La santé en tant que composante d'une politique étrangère suisse solidaire et cosmopolite

La portée internationale de l'année de présidence de l'OSCE a voilé la politique étrangère sanitaire. Mais la Suisse évolue ici aussi – et si elle prépare bien le terrain, elle pourrait autant consolider sa position au niveau international.

L'année dernière, la présidence de l'OCSE et la gestion du conflit dans l'Est de Ukraine ont mis particulièrement à rude épreuve la politique étrangère suisse – et elle a maîtrisé ces défis avec succès. Une politique étrangère active, solidaire et cosmopolite renforce la position de la Suisse sur le plan international. La portée internationale de l'année de présidence a voilé la politique étrangère sanitaire. Mais la Suisse évolue ici aussi – et si elle prépare bien le terrain, elle pourrait autant consolider sa position au niveau international.
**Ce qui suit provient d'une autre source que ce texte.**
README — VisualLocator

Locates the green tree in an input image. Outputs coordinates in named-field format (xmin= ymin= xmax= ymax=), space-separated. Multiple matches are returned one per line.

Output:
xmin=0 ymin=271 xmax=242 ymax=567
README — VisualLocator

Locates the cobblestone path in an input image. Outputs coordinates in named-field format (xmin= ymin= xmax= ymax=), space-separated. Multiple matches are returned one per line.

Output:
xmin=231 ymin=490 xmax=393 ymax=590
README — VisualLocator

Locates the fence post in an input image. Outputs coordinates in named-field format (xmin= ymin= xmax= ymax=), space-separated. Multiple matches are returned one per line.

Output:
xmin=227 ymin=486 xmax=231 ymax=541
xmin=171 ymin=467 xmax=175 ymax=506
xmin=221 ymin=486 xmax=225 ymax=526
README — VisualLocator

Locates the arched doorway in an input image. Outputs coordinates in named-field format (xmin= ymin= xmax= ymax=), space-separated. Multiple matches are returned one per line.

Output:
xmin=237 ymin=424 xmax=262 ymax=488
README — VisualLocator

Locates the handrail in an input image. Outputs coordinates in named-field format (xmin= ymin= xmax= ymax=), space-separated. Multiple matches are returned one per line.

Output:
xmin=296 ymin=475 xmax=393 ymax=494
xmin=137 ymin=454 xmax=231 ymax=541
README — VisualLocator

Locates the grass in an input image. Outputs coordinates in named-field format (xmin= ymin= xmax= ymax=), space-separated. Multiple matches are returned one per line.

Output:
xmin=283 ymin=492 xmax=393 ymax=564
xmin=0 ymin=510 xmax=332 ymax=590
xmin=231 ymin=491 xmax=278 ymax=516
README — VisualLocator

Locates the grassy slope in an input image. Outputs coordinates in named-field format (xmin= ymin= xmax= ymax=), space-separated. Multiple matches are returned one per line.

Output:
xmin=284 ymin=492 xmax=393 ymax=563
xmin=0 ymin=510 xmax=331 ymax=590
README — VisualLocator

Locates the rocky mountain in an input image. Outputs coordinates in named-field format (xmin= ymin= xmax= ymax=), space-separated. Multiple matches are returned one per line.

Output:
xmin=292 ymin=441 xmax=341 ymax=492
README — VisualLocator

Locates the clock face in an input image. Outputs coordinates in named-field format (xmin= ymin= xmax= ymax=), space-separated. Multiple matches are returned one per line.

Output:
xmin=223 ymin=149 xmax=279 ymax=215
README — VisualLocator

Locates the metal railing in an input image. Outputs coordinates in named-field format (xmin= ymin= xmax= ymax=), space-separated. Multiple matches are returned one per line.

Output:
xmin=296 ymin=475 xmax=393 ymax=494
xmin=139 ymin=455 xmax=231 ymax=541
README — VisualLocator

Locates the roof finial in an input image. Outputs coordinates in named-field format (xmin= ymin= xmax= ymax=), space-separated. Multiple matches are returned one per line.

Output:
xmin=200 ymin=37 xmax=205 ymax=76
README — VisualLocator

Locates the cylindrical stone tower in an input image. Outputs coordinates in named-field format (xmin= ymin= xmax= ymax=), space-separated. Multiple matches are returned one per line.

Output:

Le 25 septembre 2014, le conseiller fédéral Didier Burkhalter revendiquait devant l'assemblée générale des Nations Unies l'objectif de mettre un terme à l'échelle mondiale - jusqu'en 2030 - au VIH/ sida en tant que maladie nuisible à la santé internationale. Les paroles ont été suivies d'actes: à l'avenir, la Suisse va s'engager davantage dans le Conseil d'administration de l'ONUSIDA et pourrait dès 2016 assumer la présidence dans cette organisation centrale de la santé globale. Depuis un an déjà, la Suisse s'engage davantage financièrement dans le Fonds mondial de lutte contre le VIH/sida, le paludisme et la tuberculose.

Telles sont les principales revendications de la Suisse – et elles reposent sur la stratégie de politique de développement courante du Conseil fédéral qui tient compte pour la première fois de l'importance de la santé en l'ayant définie comme l'un des six thèmes globaux. L'épidémie d'Ebola a mis en évidence à quel point cette décision en faveur de la politique sanitaire globale était importante.

Est-ce qu'il y un fondement solide

Le "train" de la santé globale a été donc mis sur les rails et les premiers jalons sont fixés – mais est-ce que le tracé va être observé? L'engagement de la politique sanitaire suisse dans le cadre international doit disposer d'un fondement solide qui suit le principe du droit humain à la santé dans tous les domaines politiques. La Suisse peut continuer à consolider son profil en renforçant l'OMS à discerner également les intérêts des populations les plus démunies vis-à-vis de systèmes de santé qualitativement solides qui peuvent exister en cas de crises comme lors de l'épidémie d'Ebola. Cela constituerait une politique extérieure solidaire vécue et ouverte sur le monde au moyen de laquelle la Suisse pourrait aussi à l'avenir se démarquer.